Optimizing Spark applications with workload partitioning in AWS Glue

Post Syndicated from Avijit Goswami original https://aws.amazon.com/blogs/big-data/optimizing-spark-applications-with-workload-partitioning-in-aws-glue/

AWS Glue provides a serverless environment to prepare (extract and transform) and load large amounts of datasets from a variety of sources for analytics and data processing with Apache Spark ETL jobs. This posts discusses a new AWS Glue Spark runtime optimization that helps developers of Apache Spark applications and ETL jobs, big data architects, data engineers, and business analysts scale their data processing and batch jobs running on AWS Glue automatically.

Customers use Spark for a wide variety of ETL and analytics workloads on datasets with diverse characteristics. They want to ensure fast and error-free execution of these workloads. Errors in Spark applications commonly arise from inefficient Spark scripts, distributed in-memory execution of large-scale transformations, and dataset abnormalities. Spark’s distributed execution uses a Master/Slave architecture with driver and executor processes perform parallel computation over partitions of input dataset. Inspite of this data-parallel architecture, Spark applications commonly run into out-of-memory (OOM) exceptions on driver and executors due to skew in input data, large number of input files, or large joins and shuffle operations.

In this blog post, we introduce a new Spark runtime optimization on Glue – Workload/Input Partitioning for data lakes built on Amazon S3. Customers on Glue have been able to automatically track the files and partitions processed in a Spark application using Glue job bookmarks. Now, this feature gives them another simple yet powerful construct to bound the execution of their Spark applications. Bounded execution allows customers to partition their workloads by limiting the maximum number of files or dataset size processed incrementally within Glue Spark applications that can be orchestrated sequentially or in parallel.

Specifically, this feature makes it easy for customers to make their complex ETL pipelines significantly more resilient to errors. This is achieved by breaking down the monolithic Spark applications processing a large backlog of tens to hundreds of millions of files into simpler modular Spark applications that can process a bounded number of files or dataset size incrementally.

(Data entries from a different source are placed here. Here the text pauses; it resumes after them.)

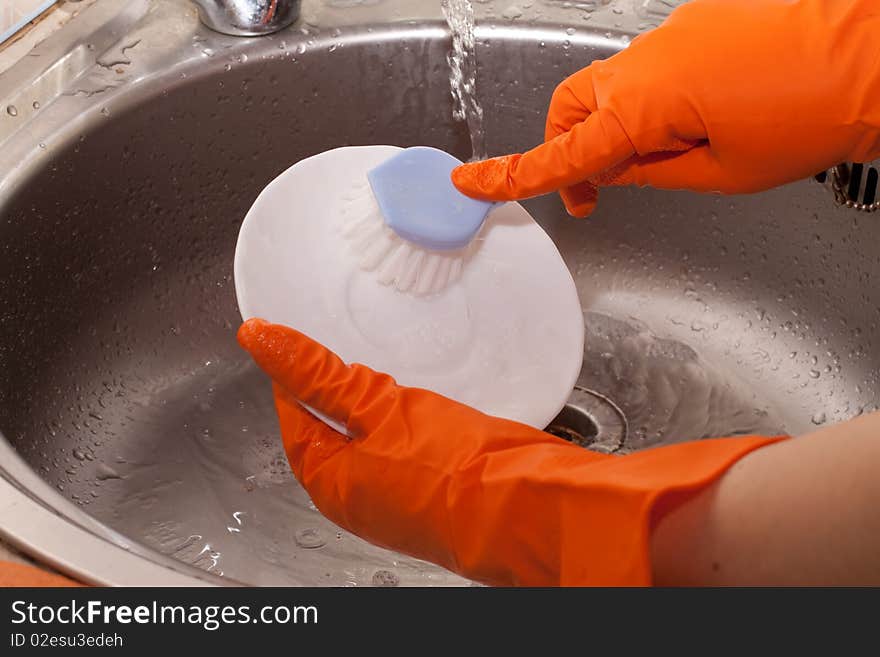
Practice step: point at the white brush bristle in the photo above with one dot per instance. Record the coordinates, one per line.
(396, 261)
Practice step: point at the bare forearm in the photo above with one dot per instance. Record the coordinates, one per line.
(801, 512)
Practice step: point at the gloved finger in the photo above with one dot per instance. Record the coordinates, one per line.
(316, 452)
(570, 105)
(354, 395)
(573, 100)
(589, 147)
(580, 199)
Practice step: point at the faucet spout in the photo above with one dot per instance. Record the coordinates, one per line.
(248, 17)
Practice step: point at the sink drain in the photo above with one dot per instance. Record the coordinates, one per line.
(590, 419)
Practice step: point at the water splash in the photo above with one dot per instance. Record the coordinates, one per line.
(462, 60)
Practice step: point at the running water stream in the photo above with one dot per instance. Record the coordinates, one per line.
(462, 60)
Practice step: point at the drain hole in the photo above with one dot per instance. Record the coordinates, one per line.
(855, 181)
(870, 187)
(575, 426)
(590, 419)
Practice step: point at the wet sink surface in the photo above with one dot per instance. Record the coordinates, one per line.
(120, 380)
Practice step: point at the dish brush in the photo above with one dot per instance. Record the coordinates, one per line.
(410, 224)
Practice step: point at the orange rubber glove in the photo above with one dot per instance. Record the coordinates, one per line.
(494, 500)
(726, 95)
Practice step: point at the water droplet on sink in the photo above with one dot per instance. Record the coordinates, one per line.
(309, 538)
(385, 578)
(105, 472)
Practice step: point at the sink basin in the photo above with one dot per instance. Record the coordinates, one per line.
(134, 423)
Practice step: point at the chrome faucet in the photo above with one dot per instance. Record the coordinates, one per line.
(248, 17)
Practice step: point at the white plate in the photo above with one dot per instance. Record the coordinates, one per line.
(507, 338)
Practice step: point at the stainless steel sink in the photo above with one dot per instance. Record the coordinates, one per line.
(141, 444)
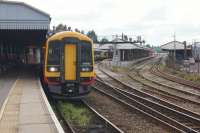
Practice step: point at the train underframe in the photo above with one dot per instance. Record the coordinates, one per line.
(68, 90)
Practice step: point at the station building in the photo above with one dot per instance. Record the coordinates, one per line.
(23, 31)
(177, 48)
(125, 51)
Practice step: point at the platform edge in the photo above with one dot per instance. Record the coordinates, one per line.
(6, 100)
(52, 114)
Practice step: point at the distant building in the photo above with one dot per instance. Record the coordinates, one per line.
(181, 50)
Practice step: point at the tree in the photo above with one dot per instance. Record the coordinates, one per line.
(91, 34)
(125, 38)
(61, 27)
(104, 40)
(82, 32)
(77, 30)
(148, 45)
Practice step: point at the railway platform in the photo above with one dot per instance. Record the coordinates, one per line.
(26, 108)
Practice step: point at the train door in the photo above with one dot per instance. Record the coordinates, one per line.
(70, 62)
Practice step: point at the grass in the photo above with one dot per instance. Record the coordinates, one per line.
(188, 76)
(75, 113)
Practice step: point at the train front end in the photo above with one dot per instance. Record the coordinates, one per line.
(69, 65)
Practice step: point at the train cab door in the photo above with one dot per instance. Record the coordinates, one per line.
(70, 61)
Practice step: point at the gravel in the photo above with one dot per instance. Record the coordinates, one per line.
(130, 121)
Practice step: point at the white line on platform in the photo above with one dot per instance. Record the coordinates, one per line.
(6, 100)
(52, 114)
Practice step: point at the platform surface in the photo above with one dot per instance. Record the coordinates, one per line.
(26, 111)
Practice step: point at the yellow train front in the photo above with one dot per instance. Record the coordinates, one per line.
(68, 65)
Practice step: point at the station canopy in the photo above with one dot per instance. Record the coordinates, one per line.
(22, 23)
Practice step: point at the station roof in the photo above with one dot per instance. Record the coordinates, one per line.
(110, 46)
(18, 15)
(174, 45)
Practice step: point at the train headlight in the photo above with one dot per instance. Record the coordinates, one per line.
(86, 69)
(53, 69)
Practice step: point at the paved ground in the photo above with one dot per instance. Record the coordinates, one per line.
(6, 81)
(25, 111)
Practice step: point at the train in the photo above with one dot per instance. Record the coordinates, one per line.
(68, 65)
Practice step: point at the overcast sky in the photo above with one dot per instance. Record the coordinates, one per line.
(156, 20)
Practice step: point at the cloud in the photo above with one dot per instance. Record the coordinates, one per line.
(156, 20)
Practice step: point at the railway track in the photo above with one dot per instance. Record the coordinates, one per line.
(163, 89)
(100, 123)
(156, 70)
(175, 117)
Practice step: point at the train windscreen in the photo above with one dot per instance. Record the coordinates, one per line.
(86, 53)
(54, 53)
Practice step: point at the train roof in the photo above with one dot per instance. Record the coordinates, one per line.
(63, 34)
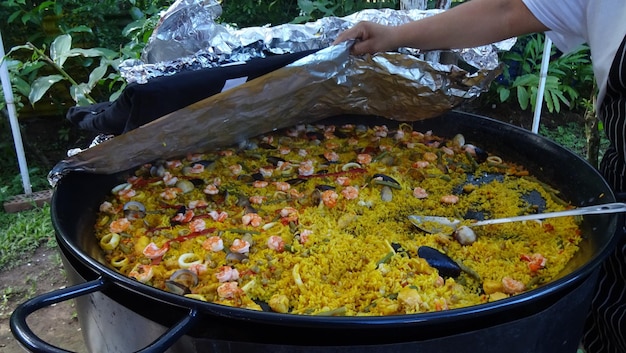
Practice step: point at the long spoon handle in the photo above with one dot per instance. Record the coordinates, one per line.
(615, 207)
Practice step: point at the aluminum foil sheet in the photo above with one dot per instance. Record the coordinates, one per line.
(189, 38)
(328, 83)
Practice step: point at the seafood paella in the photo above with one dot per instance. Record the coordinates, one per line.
(315, 220)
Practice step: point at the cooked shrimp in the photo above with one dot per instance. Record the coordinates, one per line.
(280, 165)
(289, 214)
(331, 156)
(304, 235)
(183, 217)
(197, 204)
(107, 207)
(364, 158)
(343, 181)
(194, 157)
(211, 189)
(381, 131)
(450, 199)
(142, 273)
(197, 225)
(236, 169)
(295, 193)
(512, 286)
(257, 199)
(329, 197)
(127, 193)
(229, 290)
(429, 156)
(152, 251)
(252, 219)
(240, 246)
(276, 243)
(198, 269)
(218, 216)
(420, 193)
(119, 225)
(306, 168)
(213, 243)
(227, 273)
(175, 163)
(169, 180)
(350, 192)
(197, 168)
(447, 150)
(331, 145)
(282, 185)
(259, 184)
(421, 164)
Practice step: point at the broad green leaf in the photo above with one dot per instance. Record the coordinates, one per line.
(41, 86)
(79, 92)
(96, 75)
(80, 29)
(92, 52)
(132, 27)
(60, 48)
(21, 86)
(18, 47)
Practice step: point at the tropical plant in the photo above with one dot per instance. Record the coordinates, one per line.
(568, 76)
(33, 76)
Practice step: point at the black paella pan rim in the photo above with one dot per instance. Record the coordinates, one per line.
(474, 127)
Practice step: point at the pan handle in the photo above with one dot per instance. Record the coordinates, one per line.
(30, 341)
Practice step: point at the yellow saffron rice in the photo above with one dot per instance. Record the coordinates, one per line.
(314, 220)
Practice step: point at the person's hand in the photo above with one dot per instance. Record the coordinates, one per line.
(370, 38)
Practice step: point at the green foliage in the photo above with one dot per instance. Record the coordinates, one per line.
(312, 10)
(568, 77)
(24, 232)
(94, 71)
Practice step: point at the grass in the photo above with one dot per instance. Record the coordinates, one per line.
(22, 233)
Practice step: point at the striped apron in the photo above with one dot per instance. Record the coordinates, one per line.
(605, 330)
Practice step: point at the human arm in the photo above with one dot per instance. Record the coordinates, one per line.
(473, 23)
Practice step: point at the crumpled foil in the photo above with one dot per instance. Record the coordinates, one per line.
(330, 82)
(188, 38)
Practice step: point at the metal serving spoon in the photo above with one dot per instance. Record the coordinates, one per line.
(434, 224)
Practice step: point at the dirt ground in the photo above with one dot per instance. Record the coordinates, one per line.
(43, 271)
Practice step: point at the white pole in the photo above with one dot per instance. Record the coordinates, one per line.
(15, 128)
(545, 61)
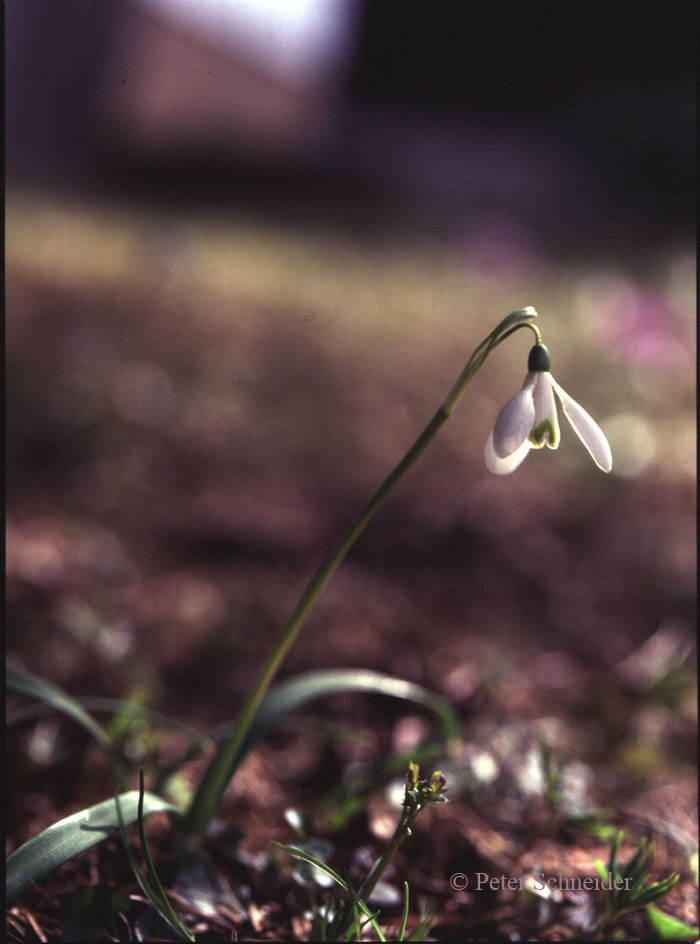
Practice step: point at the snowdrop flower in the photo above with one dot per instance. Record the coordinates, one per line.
(529, 420)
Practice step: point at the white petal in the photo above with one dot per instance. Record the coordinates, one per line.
(500, 466)
(545, 412)
(586, 428)
(514, 422)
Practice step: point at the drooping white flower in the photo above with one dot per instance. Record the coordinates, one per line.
(529, 420)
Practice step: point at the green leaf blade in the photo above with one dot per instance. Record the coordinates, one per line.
(70, 836)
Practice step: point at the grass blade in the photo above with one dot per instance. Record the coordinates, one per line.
(292, 694)
(669, 928)
(307, 857)
(404, 914)
(70, 836)
(24, 683)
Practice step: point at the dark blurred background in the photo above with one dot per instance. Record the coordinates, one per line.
(576, 118)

This Spark runtime optimization also works together with existing Glue features such as push down predicates, AWS Glue S3 lister, grouping, exclusions for S3 paths, and other optimizations .

Setup and Use Cases

One of the common use cases of data warehousing is processing a large number of records from a fact table (employees, sales or items) and joining the same with multiple dimension tables (departments, stores, catalog), and loading the output to the final destination. The following diagram illustrates an ETL architecture used commonly by several customers.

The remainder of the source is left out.